We plot the estimated log ratios for every spot after applying different normalisation approaches to self-self replicated microarray data sets from yeast experiments (AN+RN, red crosses; SN+RN, blue diamonds; AN+RN+FN, green dots). In the top subplot the estimated log ratios (base 2) are plotted against mean log intensity. In the middle and bottom subplots the estimated log ratios are plotted against spot index and rank, where the rank of spot intensity is obtained by sorting the data set by mean log intensity.

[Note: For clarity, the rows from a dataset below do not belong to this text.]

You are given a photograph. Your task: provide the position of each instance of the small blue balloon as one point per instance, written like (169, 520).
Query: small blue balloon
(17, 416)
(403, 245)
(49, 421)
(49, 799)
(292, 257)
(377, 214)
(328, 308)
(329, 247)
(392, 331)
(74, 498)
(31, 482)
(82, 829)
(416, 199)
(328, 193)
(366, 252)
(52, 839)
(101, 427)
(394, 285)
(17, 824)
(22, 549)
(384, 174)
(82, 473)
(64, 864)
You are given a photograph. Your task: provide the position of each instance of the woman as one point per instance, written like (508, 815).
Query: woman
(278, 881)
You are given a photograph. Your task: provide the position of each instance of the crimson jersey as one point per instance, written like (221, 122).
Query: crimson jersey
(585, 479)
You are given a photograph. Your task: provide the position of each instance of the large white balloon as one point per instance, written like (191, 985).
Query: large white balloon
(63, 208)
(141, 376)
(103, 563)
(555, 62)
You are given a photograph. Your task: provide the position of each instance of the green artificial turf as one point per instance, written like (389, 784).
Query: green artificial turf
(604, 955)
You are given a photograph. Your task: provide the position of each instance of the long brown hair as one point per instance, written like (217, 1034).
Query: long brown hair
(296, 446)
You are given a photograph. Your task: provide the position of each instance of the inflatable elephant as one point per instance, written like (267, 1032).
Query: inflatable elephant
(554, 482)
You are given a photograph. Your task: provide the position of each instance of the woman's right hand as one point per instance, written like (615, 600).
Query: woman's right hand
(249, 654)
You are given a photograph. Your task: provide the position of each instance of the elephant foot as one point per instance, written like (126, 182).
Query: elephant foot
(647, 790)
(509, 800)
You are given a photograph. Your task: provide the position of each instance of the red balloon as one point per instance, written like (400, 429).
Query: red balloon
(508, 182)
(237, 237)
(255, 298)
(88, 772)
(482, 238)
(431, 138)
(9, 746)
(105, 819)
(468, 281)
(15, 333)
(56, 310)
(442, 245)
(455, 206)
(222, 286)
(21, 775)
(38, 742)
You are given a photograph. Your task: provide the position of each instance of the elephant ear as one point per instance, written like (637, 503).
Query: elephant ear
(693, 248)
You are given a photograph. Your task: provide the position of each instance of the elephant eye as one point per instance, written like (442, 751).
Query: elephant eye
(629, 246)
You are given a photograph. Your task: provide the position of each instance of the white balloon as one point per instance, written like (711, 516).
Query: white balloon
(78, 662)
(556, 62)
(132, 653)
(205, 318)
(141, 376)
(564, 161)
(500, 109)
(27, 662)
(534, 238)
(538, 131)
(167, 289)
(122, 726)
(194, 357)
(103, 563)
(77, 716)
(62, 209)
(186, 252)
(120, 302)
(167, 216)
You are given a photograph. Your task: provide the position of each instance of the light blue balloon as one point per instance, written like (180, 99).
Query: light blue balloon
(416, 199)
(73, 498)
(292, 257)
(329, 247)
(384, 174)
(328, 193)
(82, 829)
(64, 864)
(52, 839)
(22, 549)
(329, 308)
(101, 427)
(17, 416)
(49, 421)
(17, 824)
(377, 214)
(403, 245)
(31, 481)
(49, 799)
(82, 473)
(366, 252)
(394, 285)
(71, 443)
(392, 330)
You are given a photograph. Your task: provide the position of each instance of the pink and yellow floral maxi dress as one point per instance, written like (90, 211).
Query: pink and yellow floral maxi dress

The normalised results of slides RT1 and RT2 are plotted as Figures 4 and 5. Figure 4 shows the error contained in the results from the three different normalisation approaches iAN+RN, SN+RN and iAN+RN+FN. The error here is defined as the difference in log ratio between the replicated spots on each slide after normalisation. Figure 5 shows the mean and the difference between the results (log ratios) from the three normalisation approaches AN+RN+FN, iAN+RN+FN and SN+RN. Figure 6 shows the same normalisation methods as in Figure 4 applied to the carp data set. In this case the error is defined as the difference between the estimated log ratios from different dye-flip pairs.

Figure 4.

Figure 4

We plot the estimated error for every spot after applying different normalisation approaches to reference treatment replicated yeast microarray data sets (iAN+RN, red crosses; SN+RN, blue diamonds; iAN+RN+FN, green dots). The error is defined as the difference in estimated log ratio (base 2) between replicated spots. In the top subplot the errors are plotted against mean log intensity. In the middle and bottom subplots the errors are plotted against spot index and rank, where the rank of spot intensity is obtained by sorting the data set by mean log intensity.

Figure 5.

Figure 5

Comparison of the results (estimated log ratios, base 2) after using three different normalisation approaches on reference treatment replicated yeast microarray data sets (AN+RN+FN, res1; iAN+RN+FN, res2; SN+RN, res3). The mean of each pair of results are plotted as red crosses and the difference between each pair of results are plotted as green dots.

Figure 6.

Figure 6

We plot the estimated error for every spot after applying different normalisation approaches to the carp microarray data sets (iAN+RN, red crosses; SN+RN, blue diamonds; iAN+RN+FN, green dots). The error is defined as the difference in estimated log ratio (base 2) from two distinct dye-flip pairs after normalisation. Other details are as in Figure 4.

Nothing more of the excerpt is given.